In this paper, an artificial cooperative search (ACS) algorithm tuned adaptive network-based fuzzy inference system (ANFIS) controller for optimal gain tuning of load frequency control (LFC) operation in deregulated scenario has been offered. The conventional controllers for load frequency control operation are having fixed gain values intended for nominal operating conditions of the power system and they do not afford effective and efficient performance over a large range of operating scenarios in the deregulated environment. To progress the system performance to its near optimum for all probable operating circumstances of the power system, the controller gains have to be computed for the equivalent operating conditions by using the restructured parameters. For this intention, a controller based on an adaptive network-based fuzzy inference system seems to be the most excellent and valuable preference. The ANFIS is trained by off-line data obtained using a new optimization technique, artificial cooperative search optimization algorithm and the corresponding gains are updated in real-time as per the changing operating conditions. ACS is a swarm intelligence algorithm developed for solving numerical optimization problems. The swarm intelligence philosophy behind ACS algorithm is based on the migration of two artificial superorganisms as they biologically interact to achieve the global minimum value pertaining to the problem. To exhibit the competence and robustness of the projected ACS algorithm tuned ANFIS controller, the controller has been implemented on a two-area two-unit interconnected deregulated power system having one reheat unit and one non-reheat unit in each area. The simulation results exhibit the ability of the designed ACS algorithm tuned ANFIS controller for online LFC operation in deregulated environment.

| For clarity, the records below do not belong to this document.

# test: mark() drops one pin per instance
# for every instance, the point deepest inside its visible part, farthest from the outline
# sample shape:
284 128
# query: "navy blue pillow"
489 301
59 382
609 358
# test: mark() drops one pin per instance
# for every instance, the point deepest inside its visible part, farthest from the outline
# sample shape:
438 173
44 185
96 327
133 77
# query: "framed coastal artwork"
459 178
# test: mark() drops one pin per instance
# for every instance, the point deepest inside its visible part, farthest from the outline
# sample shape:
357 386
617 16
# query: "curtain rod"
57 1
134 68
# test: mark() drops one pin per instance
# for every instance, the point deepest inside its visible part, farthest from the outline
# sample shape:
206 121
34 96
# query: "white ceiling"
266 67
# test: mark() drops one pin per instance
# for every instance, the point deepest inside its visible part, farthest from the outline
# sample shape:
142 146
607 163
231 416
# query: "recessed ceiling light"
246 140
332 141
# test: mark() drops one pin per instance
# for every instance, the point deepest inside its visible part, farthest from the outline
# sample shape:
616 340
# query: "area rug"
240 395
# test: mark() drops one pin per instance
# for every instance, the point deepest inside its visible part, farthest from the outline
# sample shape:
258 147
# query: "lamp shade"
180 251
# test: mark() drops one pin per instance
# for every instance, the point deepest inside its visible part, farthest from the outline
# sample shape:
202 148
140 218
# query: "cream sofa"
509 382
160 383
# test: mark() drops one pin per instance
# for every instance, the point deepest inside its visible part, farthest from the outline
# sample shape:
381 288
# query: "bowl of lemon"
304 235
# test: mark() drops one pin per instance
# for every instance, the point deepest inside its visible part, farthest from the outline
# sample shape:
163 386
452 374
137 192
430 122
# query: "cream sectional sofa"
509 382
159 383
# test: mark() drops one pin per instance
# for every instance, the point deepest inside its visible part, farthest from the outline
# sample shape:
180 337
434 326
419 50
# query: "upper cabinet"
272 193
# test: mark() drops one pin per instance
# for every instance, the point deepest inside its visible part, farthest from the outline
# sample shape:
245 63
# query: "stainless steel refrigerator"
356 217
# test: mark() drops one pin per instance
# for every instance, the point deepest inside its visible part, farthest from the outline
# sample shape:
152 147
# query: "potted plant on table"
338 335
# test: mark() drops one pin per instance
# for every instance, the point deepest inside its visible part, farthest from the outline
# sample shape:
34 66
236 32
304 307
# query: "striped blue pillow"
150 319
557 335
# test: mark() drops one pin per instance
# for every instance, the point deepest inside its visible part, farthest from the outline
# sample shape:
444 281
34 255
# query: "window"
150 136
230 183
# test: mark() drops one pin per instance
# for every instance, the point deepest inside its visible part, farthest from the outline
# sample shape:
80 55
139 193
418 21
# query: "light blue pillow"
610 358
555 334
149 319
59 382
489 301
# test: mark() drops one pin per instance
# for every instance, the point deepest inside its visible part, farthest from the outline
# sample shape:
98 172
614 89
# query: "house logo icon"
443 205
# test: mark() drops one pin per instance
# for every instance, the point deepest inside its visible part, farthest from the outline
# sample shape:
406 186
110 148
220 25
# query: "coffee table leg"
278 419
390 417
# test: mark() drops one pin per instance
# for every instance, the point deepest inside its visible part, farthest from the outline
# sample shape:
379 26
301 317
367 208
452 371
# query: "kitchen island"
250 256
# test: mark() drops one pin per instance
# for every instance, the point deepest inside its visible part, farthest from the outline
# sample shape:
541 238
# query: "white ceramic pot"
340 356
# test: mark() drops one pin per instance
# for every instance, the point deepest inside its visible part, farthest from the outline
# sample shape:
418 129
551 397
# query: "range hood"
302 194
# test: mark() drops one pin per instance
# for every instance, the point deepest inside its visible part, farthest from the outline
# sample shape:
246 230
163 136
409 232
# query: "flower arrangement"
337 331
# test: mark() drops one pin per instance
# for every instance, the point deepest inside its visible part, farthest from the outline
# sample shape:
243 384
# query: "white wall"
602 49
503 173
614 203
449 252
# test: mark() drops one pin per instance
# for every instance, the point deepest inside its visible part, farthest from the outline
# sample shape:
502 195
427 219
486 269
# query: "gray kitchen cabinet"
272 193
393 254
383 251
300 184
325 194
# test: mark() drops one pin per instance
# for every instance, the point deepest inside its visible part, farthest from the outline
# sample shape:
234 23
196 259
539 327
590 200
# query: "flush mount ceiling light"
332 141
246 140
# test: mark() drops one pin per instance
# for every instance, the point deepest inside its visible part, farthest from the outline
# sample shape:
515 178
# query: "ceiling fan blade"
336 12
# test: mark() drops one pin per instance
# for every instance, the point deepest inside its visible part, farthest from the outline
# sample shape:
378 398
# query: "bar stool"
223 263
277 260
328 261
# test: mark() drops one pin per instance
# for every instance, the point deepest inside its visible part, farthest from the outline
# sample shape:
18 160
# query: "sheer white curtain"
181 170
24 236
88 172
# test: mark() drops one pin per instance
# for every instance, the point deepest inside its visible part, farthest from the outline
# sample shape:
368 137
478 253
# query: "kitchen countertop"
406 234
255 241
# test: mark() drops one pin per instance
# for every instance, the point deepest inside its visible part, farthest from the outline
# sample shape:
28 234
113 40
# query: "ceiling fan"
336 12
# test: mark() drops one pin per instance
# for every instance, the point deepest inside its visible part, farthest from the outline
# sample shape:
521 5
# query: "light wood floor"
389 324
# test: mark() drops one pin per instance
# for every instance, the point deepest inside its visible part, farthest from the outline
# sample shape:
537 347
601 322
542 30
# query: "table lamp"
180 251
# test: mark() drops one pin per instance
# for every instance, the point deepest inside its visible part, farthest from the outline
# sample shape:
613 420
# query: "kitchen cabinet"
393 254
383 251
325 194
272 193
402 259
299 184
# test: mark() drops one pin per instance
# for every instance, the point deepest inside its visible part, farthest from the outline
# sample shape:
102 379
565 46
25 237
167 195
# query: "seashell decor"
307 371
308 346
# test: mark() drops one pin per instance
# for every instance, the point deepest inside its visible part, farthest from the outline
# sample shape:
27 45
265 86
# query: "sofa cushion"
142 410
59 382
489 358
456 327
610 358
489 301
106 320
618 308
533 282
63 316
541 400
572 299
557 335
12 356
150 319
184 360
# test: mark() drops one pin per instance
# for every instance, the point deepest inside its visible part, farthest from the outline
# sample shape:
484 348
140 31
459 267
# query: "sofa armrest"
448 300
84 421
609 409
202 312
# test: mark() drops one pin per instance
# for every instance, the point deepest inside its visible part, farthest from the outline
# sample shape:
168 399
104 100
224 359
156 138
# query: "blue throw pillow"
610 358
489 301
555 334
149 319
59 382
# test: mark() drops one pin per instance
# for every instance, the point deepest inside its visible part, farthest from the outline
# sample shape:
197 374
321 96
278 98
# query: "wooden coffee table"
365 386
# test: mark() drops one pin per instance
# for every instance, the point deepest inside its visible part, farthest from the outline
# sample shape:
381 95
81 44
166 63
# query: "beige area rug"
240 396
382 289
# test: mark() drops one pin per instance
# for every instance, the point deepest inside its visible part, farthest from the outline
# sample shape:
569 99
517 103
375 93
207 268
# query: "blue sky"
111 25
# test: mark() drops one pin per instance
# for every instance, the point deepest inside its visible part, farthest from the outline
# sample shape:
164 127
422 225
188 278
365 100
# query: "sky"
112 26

Modern power systems are huge, interconnected and very composite in nature. These large interconnected power systems are composed of many number of control areas having coherent group of generators. All the control areas are interconnected by the tie-lines, which are used for energy exchange between the areas and enable inter-area backing during uncharacteristic conditions (Talaq & Al-Basri, 1999). For quality and trustworthy power supply to the consumers, it is vital to uphold the frequency and tie-line deviations within the prearranged value of the power system (Masiala, Ghribi, & Kaddouri, 2004). Lately, all over the world, the configuration of conventional electric power utilities are in a changeover state from vertical integrated configuration to deregulated configuration. In deregulated structure, the electric power utilities are split into three separate control companies as GENCO, the Generating Company, DISCO, the Distribution Company and TRANSCO, the Transmission Company respectively. The purpose of all the three utilities are controlled by a separate independent operator called as an Independent System Operator (ISO). For reliable operation, the ISO has a number of ancillary services, load frequency control being one of the important ancillary services (Bekhouche, 2002; Rakhshani & Sadeh, 2010a, 2010b).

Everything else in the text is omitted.